Japan in particular is hit because it rewards work (not even career) and beauty over social life.
stickman1760
Virus
with Trump and America going bonkers Japan, like just about every other G7 country, is going to have to build up its military in order to protect itself. Uncle Sam is heading home. So military cuts right now are not a good idea.
Jonathan Prin
@Alyrustom
You are telling the right and so few seem to understand the dire consequences of what you are explaining.
Concerned Citizen
Reproduce or fade into oblivion.....which would be real shame.
GuruMick
Jonathon, Ali is often on the button, especially when he upvotes and compliments my posts...
Laguna
I've been asked to become a Japanese national, but Japan doesn't allow for dual nationality, and there is no way I'll give up my US citizenship. Japan should allow for dual nationality, as most western countries do.
grc
Someone here suggested that it’s healthy foreigners who are paying the medical costs of elderly Japanese. But remember they’re all busy scamming the system themselves, according to articles that have appeared in JT and other news outlets recently.
virusrex
The trend was interrupted thanks to the efforts made with family centered policies, but that does not mean it becomes immune to the global situation, the pandemic (and its effects in economy) had a negative effect in fertility in the later phase that is well described in many countries, this in no way refutes the fact that Quebec had a recovery thanks to the measures you said never worked anywhere.
Who says it does not help? it is not unreasonable at all that a woman no longer needs to quit her job, she can just take a much shorter leave and the father can take care of the rest.

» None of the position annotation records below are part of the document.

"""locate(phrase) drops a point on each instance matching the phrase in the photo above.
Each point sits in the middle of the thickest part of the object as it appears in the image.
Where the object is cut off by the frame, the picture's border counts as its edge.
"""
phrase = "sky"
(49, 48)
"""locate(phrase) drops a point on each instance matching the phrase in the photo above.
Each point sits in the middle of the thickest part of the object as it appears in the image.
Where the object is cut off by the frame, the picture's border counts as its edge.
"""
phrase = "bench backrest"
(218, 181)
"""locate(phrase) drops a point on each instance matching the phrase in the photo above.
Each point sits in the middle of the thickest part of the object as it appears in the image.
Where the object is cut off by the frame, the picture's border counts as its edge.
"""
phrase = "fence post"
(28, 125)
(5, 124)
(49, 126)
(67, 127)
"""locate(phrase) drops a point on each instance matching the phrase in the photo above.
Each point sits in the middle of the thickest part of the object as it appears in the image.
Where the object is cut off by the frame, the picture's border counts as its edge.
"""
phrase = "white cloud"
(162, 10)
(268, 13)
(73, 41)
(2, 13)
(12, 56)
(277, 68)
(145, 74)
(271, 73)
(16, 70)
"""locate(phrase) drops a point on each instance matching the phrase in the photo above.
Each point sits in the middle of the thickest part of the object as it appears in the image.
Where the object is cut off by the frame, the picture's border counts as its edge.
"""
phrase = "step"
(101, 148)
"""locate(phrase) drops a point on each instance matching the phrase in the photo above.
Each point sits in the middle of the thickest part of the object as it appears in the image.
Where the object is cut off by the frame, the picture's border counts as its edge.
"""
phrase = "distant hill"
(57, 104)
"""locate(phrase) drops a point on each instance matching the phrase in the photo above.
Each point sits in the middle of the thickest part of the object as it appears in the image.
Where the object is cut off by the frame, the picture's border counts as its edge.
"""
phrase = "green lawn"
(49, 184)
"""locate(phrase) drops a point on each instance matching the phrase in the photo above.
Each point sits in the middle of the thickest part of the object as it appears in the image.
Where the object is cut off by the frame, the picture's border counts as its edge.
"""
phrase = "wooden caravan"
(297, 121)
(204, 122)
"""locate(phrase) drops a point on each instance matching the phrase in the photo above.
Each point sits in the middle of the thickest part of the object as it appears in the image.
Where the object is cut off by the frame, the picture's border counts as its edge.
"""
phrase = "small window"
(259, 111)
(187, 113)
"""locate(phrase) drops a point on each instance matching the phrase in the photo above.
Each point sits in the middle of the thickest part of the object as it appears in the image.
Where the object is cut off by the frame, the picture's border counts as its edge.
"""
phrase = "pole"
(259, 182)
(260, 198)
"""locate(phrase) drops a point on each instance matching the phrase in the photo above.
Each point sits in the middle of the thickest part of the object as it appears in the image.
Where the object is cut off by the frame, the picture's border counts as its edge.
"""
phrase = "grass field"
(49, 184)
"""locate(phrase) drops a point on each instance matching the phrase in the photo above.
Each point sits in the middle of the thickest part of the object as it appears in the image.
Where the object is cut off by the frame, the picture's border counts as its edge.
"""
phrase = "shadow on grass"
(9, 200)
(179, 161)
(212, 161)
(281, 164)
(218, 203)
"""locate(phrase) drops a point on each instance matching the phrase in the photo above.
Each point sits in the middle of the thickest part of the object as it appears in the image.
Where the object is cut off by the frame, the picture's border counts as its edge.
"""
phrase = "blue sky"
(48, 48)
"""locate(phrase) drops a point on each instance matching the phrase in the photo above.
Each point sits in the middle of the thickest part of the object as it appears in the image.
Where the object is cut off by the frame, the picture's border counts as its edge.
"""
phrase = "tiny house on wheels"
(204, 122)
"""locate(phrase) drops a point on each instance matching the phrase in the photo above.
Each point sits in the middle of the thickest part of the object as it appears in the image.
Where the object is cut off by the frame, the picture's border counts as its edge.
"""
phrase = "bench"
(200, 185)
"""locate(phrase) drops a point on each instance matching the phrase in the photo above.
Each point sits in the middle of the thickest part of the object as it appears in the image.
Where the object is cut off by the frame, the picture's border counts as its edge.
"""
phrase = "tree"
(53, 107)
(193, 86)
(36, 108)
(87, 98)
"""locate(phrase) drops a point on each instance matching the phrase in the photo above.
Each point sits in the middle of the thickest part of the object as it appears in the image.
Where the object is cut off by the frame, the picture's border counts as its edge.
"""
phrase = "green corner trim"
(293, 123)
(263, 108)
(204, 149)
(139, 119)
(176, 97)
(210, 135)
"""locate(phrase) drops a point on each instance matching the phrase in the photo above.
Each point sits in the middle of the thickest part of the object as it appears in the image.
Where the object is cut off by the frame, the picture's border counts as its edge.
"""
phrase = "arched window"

From where do you take that this is not significative? which analysis? without it just claiming things don't work is not an argument, specially when it has been shown to work in other places as the references prove.
Reference required, it is well described that economic stability brings out higher fertility rates, this would be the opposite of what would be observed if your claim was true (since they have more things to enjoy over maternity), without explaining this discrepancy your argument holds no water.
That is not true, that the same factors produce a drop on people interest in forming families (including getting married and having children) is not the same as one of the consequences causing the other.
Or not, since other solutions are available and risk can be manageable, also if your assumption is that the US no longer is involved in the protection of Japan there is no realistic way to replace this with military build up, even dedicating double or triple the amount of money.
Aly Rustom
I agree wholeheartedly.
Aly Rustom
Thank you Jonathan
kennyG
Like which nations in the world history? Huh? GIve us all precedents which died from natural decreasing population.
Kaowaiinekochanknaw
Like which nations in the world history? Huh? GIve us all precedents which died from natural decreasing population.
Actually not sure what you mean or infer here but you can see the rate of dying surpasses births in the data below and continues to do so. I am not talking about other nations nor have looked into it.
Therefore Japan is currently a dying nation, as far as I see it.
https://www.nippon.com/en/japan-data/h02331/
smithinjapan
Japan knows what it needs to do to effectively deal with this problem, but they won't. They'll try heaps of other measures until then, none of them effective, even offering lump-sum one-time payments of a million yen or more for the third child, but again, they won't do what they need to or even start trying until it's far too late, and it's too late already.
lostrune2
Needs to make more babies - teach sex and education
virusrex
The problem is that this claim depends completely on a mistaken assumption, that the trend will/can continue until the nation ceases to exist, this is not something that can realistically happen. You could say it is a shrinking nation for example, but to say it is dying you would need to find first examples where the natural decrease of population was the cause for the nation to die and show how Japan is following the same trend.